We can leverage fsspec
















def exists(self, path: str) -> bool:
    ...
    
def get_random_remote_path() -> str:
    ...
        
def download(self, remote_path: str, local_path: str, recursive bool = false):
    fs = fsspec.filesystem(remote_path)
    fs.get(remote_path, local_path, recursive=recursive)

def upload(self, local_path: str, remote_path: str):
    fs = fsspec.filesystem(remote_path)
    fs.get(remote_path, local_path, recursive=recursive)

submarine.data.upload("/tmp/file", "s3://bucket/key")

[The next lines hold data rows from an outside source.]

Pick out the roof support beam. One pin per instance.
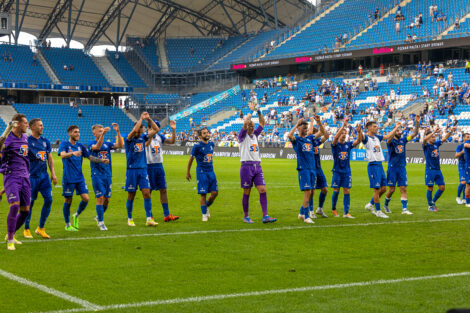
(57, 12)
(108, 18)
(221, 3)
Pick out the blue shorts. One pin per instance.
(432, 177)
(396, 176)
(307, 179)
(206, 182)
(68, 188)
(156, 176)
(137, 178)
(377, 177)
(102, 186)
(340, 180)
(321, 179)
(463, 175)
(41, 184)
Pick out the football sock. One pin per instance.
(81, 207)
(129, 207)
(148, 208)
(263, 200)
(166, 210)
(11, 220)
(404, 204)
(334, 199)
(346, 202)
(28, 218)
(377, 206)
(100, 212)
(437, 195)
(429, 197)
(66, 212)
(387, 201)
(45, 211)
(246, 203)
(460, 189)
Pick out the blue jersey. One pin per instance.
(135, 152)
(303, 146)
(462, 159)
(38, 151)
(203, 153)
(467, 156)
(101, 169)
(397, 152)
(431, 154)
(316, 149)
(341, 157)
(73, 165)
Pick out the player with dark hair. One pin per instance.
(72, 153)
(321, 182)
(39, 153)
(433, 174)
(203, 152)
(396, 172)
(136, 174)
(154, 154)
(306, 166)
(101, 173)
(251, 171)
(377, 178)
(15, 170)
(341, 150)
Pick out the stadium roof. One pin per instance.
(96, 22)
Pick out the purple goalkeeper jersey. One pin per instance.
(15, 156)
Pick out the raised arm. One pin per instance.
(392, 134)
(188, 171)
(360, 135)
(99, 143)
(137, 126)
(172, 139)
(50, 162)
(120, 141)
(292, 131)
(338, 133)
(322, 130)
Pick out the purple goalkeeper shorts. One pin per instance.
(17, 189)
(251, 173)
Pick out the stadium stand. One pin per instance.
(18, 64)
(74, 67)
(326, 29)
(385, 31)
(57, 118)
(125, 70)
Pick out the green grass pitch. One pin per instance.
(179, 260)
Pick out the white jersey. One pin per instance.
(373, 148)
(154, 150)
(249, 148)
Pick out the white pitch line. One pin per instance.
(262, 293)
(199, 232)
(88, 306)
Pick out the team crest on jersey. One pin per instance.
(24, 150)
(138, 147)
(156, 149)
(307, 147)
(41, 155)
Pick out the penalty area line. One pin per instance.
(243, 230)
(261, 293)
(56, 293)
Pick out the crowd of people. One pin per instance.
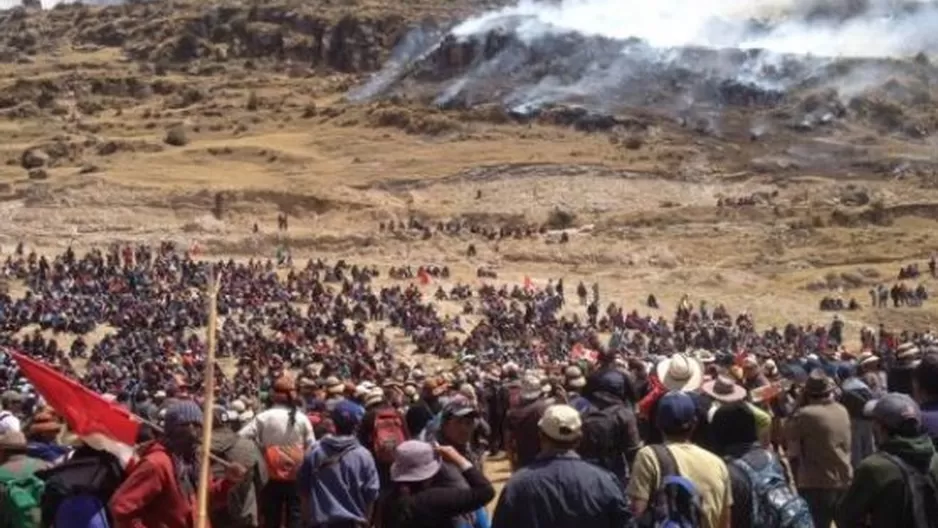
(605, 416)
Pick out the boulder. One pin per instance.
(34, 158)
(38, 174)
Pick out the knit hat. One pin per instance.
(733, 424)
(185, 412)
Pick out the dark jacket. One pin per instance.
(877, 496)
(240, 511)
(562, 491)
(435, 507)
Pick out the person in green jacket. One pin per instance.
(879, 495)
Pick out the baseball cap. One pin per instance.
(561, 423)
(895, 411)
(346, 415)
(677, 412)
(459, 407)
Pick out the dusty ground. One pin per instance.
(96, 89)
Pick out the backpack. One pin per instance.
(388, 433)
(97, 475)
(921, 496)
(20, 502)
(677, 502)
(514, 396)
(774, 504)
(601, 439)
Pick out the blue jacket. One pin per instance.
(341, 491)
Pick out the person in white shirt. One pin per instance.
(283, 434)
(10, 405)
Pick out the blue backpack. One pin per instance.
(677, 502)
(774, 503)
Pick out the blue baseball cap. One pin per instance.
(677, 412)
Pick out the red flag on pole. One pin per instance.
(107, 425)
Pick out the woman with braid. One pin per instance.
(283, 434)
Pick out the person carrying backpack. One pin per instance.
(77, 491)
(610, 430)
(762, 496)
(338, 480)
(382, 430)
(283, 435)
(20, 489)
(678, 483)
(897, 485)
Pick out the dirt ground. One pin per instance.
(91, 94)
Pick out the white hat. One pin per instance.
(375, 396)
(574, 377)
(680, 372)
(363, 389)
(561, 423)
(531, 388)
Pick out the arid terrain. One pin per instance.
(121, 124)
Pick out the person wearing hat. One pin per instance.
(819, 443)
(283, 435)
(241, 507)
(15, 461)
(521, 431)
(42, 435)
(11, 404)
(611, 438)
(161, 488)
(677, 417)
(724, 390)
(429, 405)
(416, 501)
(574, 383)
(338, 480)
(560, 490)
(879, 495)
(925, 391)
(680, 372)
(899, 377)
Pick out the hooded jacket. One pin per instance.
(151, 496)
(343, 490)
(878, 490)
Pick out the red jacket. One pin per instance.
(150, 496)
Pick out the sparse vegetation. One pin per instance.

Training API (TBD) [0.9.0] P2

There are some benefits to implementing submarine base trial class
1. Automatically save model when training is done.
2. Automatically output metrics, parameter (learning rate, batching size, model metrics)
3. Automatically load checkpoint if it exists
4. Get TF, Pytorch config internally



















from submarine import keras

class CIFARTrial(keras.TFKerasTrial):
    def build_model(self):
        model = build_model(
            layer1_dropout=self.context.get_hparam("layer1_dropout"),
            layer2_dropout=self.context.get_hparam("layer2_dropout"),
            layer3_dropout=self.context.get_hparam("layer3_dropout"),
        )
        
        ...
        
        return model
    
    def training_data_loader(self) -> union[tf.dataset, pd.dataframe]:
        ...
        
    def validation_data_loader(self) -> union[tf.dataset, pd.dataframe]:
        ...

Reference

Model serving

Model quality monitoring [0.8.0] P3
A/B testing [0.9.0] P3
Serverless (auto scale model endpoints) [0.9.0] P3

Submarine Experiment

XGBoost training [0.8.0] P0
Model checkpoint (Recover experiment) [0.8.0] P0

Submarine operator

Replace trafik with Istio
Submarine-operator v3 [0.8.0] P0

Submarine workbench

Angular -> React [0.8.0] P2
Web socket [0.8.0] P2

Submarine Cli

Use cli to start Submarine [0.9.0] P3
Start Submarine in k3s [0.9.0] P3

Environment Overhaul [0.8.0] P0

Currently creating a environment require users to set docker image and conda yaml file. However, Users can't set arbitrary image, the image must be apache/submarine:jupyter-notebook

From the users perspective, they only care about.

python version
python package (Tensorflow, pandas)
CPU, GPU
Cuda version

Solution:

On the workbench, Users will set different kinds of the above config to create an environment.
Provide some environments (images) that cover most users' needs.
- python-3.8-tensorflow-cpu, python-3.9-pytorch-gpu

Link: https://github.com/apache/submarine/issues/892 https://github.com/apache/submarine/issues/895
Issue: https://issues.apache.org/jira/projects/SUBMARINE/issues/SUBMARINE-1213

Notebook [0.8.0] P1

Stop notebook server if idle for a long time

Link: https://github.com/apache/submarine/issues/853
Issue: https://issues.apache.org/jira/projects/SUBMARINE/issues/SUBMARINE-1167
Solution: https://github.com/shangyuantech/submarine/commit/35db197e20ac7604bed224f2c3d066d46115c824

Refactor

Remove duplicate code in experiment [0.8.0] P4
Remove legacy code [0.8.0] P4

UI/UX [0.9.0] P4

(Workbench )Remove Data dict, Department, Work space, Interpreter?
Running experiment without building docker image. The entire flow will be like,
1. Create an environment or use predefined environment
2. Create a notebook, start developing the model
3. Create an experiment
  - Choose a notebook
  - Mount the code to the experiment pods

Metrics

Experiment CPU/ Memory Usage [0.8.0] P0
Model CPU, memory, disk, and network I/O [0.9.0] P0

Example

Model serving [0.8.0] P0
Tracking example [0.8.0] P0

Workflow Orchestrator [0.8.0] P4

Airflow operator for Submarine experiment (Creating a custom Operator)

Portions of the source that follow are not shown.